Rollbacks can be enabled by setting .rollback.enable:

spec:
  rollback:
    enable: true

Tweaking the rollback configuration

To get more fine-grained control over how the rollback is performed by Helm, the .rollback of the HelmRelease resources offers a couple of additional settings.

spec:
  rollback:
    enable: true
    disableHooks: false
    force: false
    recreate: false
    timeout: 300

The definition of the listed keys is as follows:

  • enable: Enables the performance of a rollback when a release fails.
  • disableHooks (Optional): When set to true, prevent hooks from running during rollback. Defaults to false when omitted.
  • force (Optional): When set to true, force resource update through delete/recreate if needed. Defaults to false when omitted.
  • recreate (Optional): When set to true, performs pods restart for the resource if applicable. Defaults to false when omitted.
  • timeout (Optional): Time to wait for any individual Kubernetes operation during rollback in seconds. Defaults to 300 when omitted.

Warning

When your chart requires a high non-default timeout value it is advised to increase the teriminationGracePeriod on the Helm Operator pod to not end up with a release in a faulty state due to the operator receiving a SIGKILL signal during an upgrade.

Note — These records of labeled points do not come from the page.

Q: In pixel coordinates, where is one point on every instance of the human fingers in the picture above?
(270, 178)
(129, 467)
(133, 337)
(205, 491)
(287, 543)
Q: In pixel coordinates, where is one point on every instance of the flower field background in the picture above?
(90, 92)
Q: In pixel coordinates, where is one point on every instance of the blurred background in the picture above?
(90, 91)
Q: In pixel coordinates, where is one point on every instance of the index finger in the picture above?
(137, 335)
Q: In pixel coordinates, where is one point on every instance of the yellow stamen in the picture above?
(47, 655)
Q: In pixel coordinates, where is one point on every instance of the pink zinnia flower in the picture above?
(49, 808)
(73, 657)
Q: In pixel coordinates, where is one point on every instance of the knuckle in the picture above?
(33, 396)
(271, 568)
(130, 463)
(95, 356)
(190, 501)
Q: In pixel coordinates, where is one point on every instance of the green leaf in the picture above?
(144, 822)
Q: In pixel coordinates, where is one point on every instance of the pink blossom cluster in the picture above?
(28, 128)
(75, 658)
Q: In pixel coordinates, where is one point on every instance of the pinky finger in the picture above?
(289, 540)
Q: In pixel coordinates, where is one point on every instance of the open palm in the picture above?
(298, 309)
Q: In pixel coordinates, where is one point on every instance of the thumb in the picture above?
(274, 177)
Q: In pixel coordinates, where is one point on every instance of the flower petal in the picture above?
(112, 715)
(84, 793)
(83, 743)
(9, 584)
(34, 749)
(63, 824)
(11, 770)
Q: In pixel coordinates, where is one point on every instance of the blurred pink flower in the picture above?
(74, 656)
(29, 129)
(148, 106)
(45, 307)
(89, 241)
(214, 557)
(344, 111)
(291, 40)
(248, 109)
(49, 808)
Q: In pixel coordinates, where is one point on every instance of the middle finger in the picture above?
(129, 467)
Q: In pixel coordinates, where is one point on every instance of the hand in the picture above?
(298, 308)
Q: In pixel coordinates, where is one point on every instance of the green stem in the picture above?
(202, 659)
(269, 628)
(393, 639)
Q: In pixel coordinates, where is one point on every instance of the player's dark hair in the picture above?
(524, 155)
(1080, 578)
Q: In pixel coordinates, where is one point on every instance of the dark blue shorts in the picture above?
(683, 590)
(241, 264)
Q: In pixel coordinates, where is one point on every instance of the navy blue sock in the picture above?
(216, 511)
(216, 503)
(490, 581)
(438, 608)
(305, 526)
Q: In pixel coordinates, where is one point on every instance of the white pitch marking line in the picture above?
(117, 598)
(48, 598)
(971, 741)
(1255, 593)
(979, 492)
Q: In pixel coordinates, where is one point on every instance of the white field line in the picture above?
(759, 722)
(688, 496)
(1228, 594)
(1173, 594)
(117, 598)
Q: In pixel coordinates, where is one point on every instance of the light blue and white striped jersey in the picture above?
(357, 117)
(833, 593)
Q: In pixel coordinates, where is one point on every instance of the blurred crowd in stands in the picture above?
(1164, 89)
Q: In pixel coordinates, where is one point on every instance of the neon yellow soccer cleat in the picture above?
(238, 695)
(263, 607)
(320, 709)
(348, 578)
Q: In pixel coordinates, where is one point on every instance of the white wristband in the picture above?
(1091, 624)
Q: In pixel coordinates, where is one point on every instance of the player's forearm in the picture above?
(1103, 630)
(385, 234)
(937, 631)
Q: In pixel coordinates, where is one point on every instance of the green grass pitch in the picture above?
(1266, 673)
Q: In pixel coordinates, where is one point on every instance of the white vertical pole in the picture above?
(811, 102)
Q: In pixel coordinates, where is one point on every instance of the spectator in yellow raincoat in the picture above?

Enabling retries of rolled back releases

Sometimes the cause of an upgrade failure may be transient. To guard yourself against this it is possible to instruct the Helm Operator to retry the upgrade of a rolled back release by setting .rollback.retry to true. This will cause the Helm Operator to retry the upgrade until the .rollback.maxRetries is reached:

spec:
  rollback:
    enable: true
    retry: true
    maxRetries: 5

The definition of the listed keys is as follows:

  • enable: Enables the performance of a rollback when a release fails.
  • retry (Optional): When set to true, retries the upgrade of a failed release until maxRetries is reached. Defaults to false when omitted.
  • maxRetries (Optional): The maximum amount of retries that should be attempted for a rolled back release. Defaults to 5 when omitted, use 0 for an unlimited amount of retries.